Speaking with rights: How to best argue and counter

Discussing with right-wing people – is that even possible? Communication experts give tips for constructive conversations.

It was a completely normal conversation – until the acquaintancesuddenly talked about the fact that the children would no longer be able to go to the playground in the future because accommodation for refugees had been built at the other end of the town. “That came as a huge surprise to me because I had previously assessed the person differently,” remembers Helga B. Gundlach. She didn’t have much time to react at the time, he didcontinued talking, jumping from one topic to the next. “I was very taken with the person and I just thought, ‘Help, can someone help me?'”

Today Gundlach knows: That was slogan hopping; a method by which an interlocutor is bombarded with political views in a quick thematic monologue. A strategy that people with right-wing extremist views like to use to encourage othersto overwhelm, to absorb and to impress.

After the incident, Gundlach dealt with the situation. Today she is a communications coach and offers seminars and workshops that are about exactly that: speaking with rights. They don’t just hang out at demos and in certain networks. Political discussions can also escalate at work, in the family, among friends, acquaintances or during sports. What is the best way to deal with it? A few tips and tricks:

How do rights argue?

Anyone who wants to discuss political views should first know who they are talking to. Right-wing populists usually claim to represent the “will of the people” – thus presenting themselves as “close to the people”. The otherness of minorities and people with a migration background is always emphasized. Complex issues are presented in a simplified manner, both in terms of content and language.

The population’s fears, worries and needs serve as a basis for designing doomsday scenarios and presenting oneself as an alternative, solution or savior. Right-wing populist statements are not always based on empirical data (More on the topic of countering theses in the fact check). For the right, it is more about appealing to certain population groups emotionally – preferably when no justification is expected and they can present themselves as “people’s understanders”. In addition, there are other clues that suggest a person might be right-wing:

Generalizations, Framing and Stereotypes: Complex topics are generalized. Example of migration: Instead of talking about individual migrants, people talk about refugee flows in order to emphasize a supposed danger that comes from people. They are also attributed characteristics that do not apply to everyone.

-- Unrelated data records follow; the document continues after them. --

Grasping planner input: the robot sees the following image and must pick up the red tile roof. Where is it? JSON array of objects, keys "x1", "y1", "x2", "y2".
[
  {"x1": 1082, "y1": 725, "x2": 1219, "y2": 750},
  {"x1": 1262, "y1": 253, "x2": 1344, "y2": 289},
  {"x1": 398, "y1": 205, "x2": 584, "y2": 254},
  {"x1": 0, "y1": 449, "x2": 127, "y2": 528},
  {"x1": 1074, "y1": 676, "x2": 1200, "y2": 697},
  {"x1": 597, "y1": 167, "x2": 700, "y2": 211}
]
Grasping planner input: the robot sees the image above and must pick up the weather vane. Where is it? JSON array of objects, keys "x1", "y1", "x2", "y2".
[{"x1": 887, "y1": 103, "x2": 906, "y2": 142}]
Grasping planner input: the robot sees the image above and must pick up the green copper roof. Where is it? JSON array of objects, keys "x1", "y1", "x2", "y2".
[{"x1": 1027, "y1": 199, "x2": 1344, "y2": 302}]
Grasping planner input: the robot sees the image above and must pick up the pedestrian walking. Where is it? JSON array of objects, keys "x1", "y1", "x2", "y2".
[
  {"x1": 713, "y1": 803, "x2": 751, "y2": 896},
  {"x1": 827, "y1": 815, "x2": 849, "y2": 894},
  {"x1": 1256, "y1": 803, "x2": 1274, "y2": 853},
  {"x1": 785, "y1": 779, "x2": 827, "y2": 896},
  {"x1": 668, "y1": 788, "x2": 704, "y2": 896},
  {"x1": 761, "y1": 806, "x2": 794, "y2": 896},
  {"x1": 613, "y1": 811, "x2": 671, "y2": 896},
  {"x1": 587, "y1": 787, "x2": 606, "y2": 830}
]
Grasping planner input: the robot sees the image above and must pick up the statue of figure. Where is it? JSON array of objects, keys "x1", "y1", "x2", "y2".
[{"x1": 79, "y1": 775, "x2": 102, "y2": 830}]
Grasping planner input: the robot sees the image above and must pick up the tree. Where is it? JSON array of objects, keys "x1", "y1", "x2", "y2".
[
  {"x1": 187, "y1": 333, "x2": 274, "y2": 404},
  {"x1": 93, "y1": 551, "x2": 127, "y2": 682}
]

Slogan hopping refers to a conversation pattern in which a person jumps from one topic to the next in a very short space of time. From the antipathy towards trans people, it goes directly to the danger posed by refugees who benefit from money that goes elsewheremissing, for example in schools or in agriculture, to man-made climate change, which does not exist. “The aim is to impress the other person with the supposed range of topics,” explains communications coach Gundlach.

Whataboutism and De-railing are used to distract from the actual topic. That means,For example, conversation partners respond with a counter question or take up a new topic in order to steer the discussion onto a different track.

Ethnicization and culturalization: Ethnic groups are valued and/or devalued. Characteristics are attributed to certain minorities (similar to stereotyping) in order to make them look worse compared to the majority (e.g. German citizens).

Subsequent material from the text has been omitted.